Question

As an aid in working this problem, consult Interactive Solution 3.41. A soccer player kicks the ball toward a goal that is 25.0 m in front of him. The ball leaves his foot at a speed of 16.2 m/s and an angle of 38.0 ° above the ground.

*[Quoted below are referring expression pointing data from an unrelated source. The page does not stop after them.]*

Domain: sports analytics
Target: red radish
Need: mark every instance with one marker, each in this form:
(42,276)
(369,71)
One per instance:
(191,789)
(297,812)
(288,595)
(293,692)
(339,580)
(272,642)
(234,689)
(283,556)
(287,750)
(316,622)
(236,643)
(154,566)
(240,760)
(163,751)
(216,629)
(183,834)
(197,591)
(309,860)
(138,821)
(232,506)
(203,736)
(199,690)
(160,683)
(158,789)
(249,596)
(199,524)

Find the speed of the ball when the goalie catches it in front of the net.

Answer 1

Answer:

15.77m/s

Explanation:

the information we have is:

initial velocity $v_{0}=16.2m/s$

distance: $d=25m$

angle: $\theta=38$°

first we need to break down the velocity into its x and y components:

initial velocity in x (the velocity in x is constant):

$v_{0x}=v_{0}cos\theta\\v_{0x}=(16.2m/s)cos38\\v_{0x}=12.766m/s$

and initial velocity in y (the velocity in y is not constant due to acceleration of gravity):

$v_{0y}=v_{0}sin\theta\\v_{0y}=(16.2m/s)sin38\\v_{0y}=9.97m/s$

and now we find the time that the ball was in the air:

$t=\frac{d}{v_{0x}} =\frac{25m}{12.766m/s}\\ t=1.96s$

and with this time, we find the y component of the volicity at time 1.96s:

$v_{y}=v_{0y}-gt\\v_{y}=(9.97m/s)-(9.81m/s^2)(1.96s)\\v_{y}=-9.26m/s$(negative because it points downward)

finally, to find the final velocity we use pythagoras:

$v_{f}=\sqrt{v_{x}^2+v_{y}^2} =\sqrt{12.766^2+(-9.26)^2}=15.77m/s$